The auxiliary light source can comprise several surface elements emitting light, in particular several organic light-emitting diodes. Thus, different zones can be formed, these zones emitting light rays of different colors and/or being activated independently of one another. These different zones can provide for following more closely the curve of a cover lens.
The main light source and the auxiliary light source can be activated simultaneously.
Preferably, the greater part of a lighting and/or signaling function is provided by the main source.
The device is preferably intended to provide a signaling function for a motor vehicle.
In a plane perpendicular to the optical axis of the device, the sum of the areas of the projected surfaces, in particular in a plane perpendicular to the optical axis of the device, of the main and auxiliary sources can be greater than 50%, or indeed greater than 60%, of the area of the surface of a quadrilateral containing these projected surfaces of the main and auxiliary sources.
Preferably, the maximum distance between the auxiliary and main sources is 20 mm and preferably 15 mm. The advantage being to improve the legibility of the function or functions by the other drivers, who in a given direction have all the signaling information.
Another subject of the invention is a motor vehicle comprising a lighting and/or signaling device as defined previously.
These and other objects and advantages of the invention will be apparent from the following description, the accompanying drawings and the appended claims.

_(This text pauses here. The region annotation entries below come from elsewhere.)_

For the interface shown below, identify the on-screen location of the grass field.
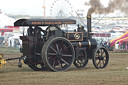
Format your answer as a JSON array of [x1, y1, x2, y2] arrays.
[[0, 49, 128, 85]]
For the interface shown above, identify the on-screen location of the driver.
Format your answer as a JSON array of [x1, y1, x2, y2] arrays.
[[34, 26, 46, 39], [27, 26, 34, 36]]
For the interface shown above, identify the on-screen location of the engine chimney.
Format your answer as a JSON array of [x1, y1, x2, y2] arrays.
[[87, 15, 92, 38]]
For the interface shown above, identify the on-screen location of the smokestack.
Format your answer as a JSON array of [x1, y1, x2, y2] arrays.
[[87, 15, 92, 38]]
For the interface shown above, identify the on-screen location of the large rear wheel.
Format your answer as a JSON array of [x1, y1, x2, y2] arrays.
[[42, 37, 75, 71], [27, 59, 46, 71], [92, 47, 109, 69]]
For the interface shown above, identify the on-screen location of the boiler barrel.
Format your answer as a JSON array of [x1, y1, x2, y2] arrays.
[[72, 38, 97, 49]]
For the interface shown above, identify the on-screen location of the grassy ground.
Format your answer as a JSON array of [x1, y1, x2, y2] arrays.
[[0, 49, 128, 85]]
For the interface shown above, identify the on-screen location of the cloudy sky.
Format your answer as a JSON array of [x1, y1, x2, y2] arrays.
[[0, 0, 112, 16]]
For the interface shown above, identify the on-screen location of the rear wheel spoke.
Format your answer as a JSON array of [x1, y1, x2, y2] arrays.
[[61, 58, 69, 65]]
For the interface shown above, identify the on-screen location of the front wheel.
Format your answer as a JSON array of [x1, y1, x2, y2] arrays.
[[92, 47, 109, 69], [42, 37, 75, 71]]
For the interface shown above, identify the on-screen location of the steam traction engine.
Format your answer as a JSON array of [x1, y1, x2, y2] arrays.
[[11, 16, 109, 71]]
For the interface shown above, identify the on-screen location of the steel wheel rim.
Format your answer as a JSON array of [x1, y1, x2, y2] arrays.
[[46, 38, 74, 71], [93, 47, 109, 69]]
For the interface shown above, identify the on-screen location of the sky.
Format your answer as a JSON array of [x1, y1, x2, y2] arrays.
[[0, 0, 114, 16]]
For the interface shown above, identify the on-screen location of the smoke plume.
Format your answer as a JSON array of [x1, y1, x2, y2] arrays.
[[85, 0, 128, 15]]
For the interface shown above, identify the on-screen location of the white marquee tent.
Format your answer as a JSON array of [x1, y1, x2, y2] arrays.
[[0, 12, 16, 28]]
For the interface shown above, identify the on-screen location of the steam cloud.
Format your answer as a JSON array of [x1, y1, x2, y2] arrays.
[[85, 0, 128, 15]]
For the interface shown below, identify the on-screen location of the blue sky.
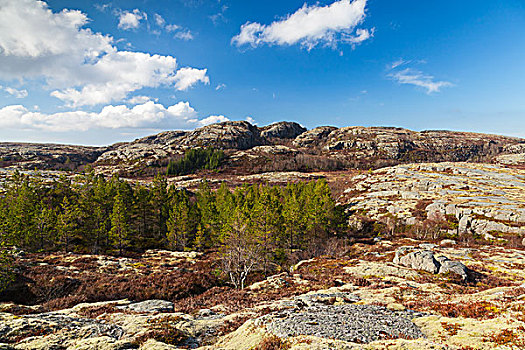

BRIEF DESCRIPTION OF THE ACCOMPANYING DRAWINGS

The accompanying drawings represent, by way of examples, various embodiments of a lighting and/or signaling device for a motor vehicle according to the invention.

FIG. 1 is a cross-section block diagram of a first embodiment of a lighting and/or signaling device according to the invention;

FIG. 2 is a face-view block diagram (without the housing) of the first embodiment of a lighting and/or signaling device according to the invention;

FIG. 3 is a cross-section block diagram of a second embodiment of a lighting and/or signaling device according to the invention;

FIG. 4 is a face-view block diagram (without the housing) of the second embodiment of a lighting and/or signaling device according to the invention;

FIG. 5 is a cross-section block diagram of a third embodiment of a lighting and/or signaling device according to the invention;

FIG. 6 is a face-view block diagram (without the housing) of the third embodiment of a lighting and/or signaling device according to the invention;

FIG. 7 is a cross-section block diagram of a fourth embodiment of a lighting and/or signaling device according to the invention;

FIG. 8 is a face-view block diagram (without the housing) of the fourth embodiment of a lighting and/or signaling device according to the invention;

FIG. 9 is a front perspective view of a fifth embodiment of a lighting and/or signaling device according to the invention;

FIG. 10 is a rear perspective view of the fifth embodiment of the lighting and/or signaling device according to the invention;

FIG. 11 is a face view of the fifth embodiment of the lighting and/or signaling device according to the invention;

FIG. 12 is a vertical cross-section view of the fifth embodiment of the lighting and/or signaling device according to the invention;

FIG. 13 is a block diagram of an embodiment of a surface light source able to be used for implementing a lighting and/or signaling device according to the invention; and

FIG. 14 is a block diagram of an embodiment of another surface light source able to be used for implementing a lighting and/or signaling device according to the invention.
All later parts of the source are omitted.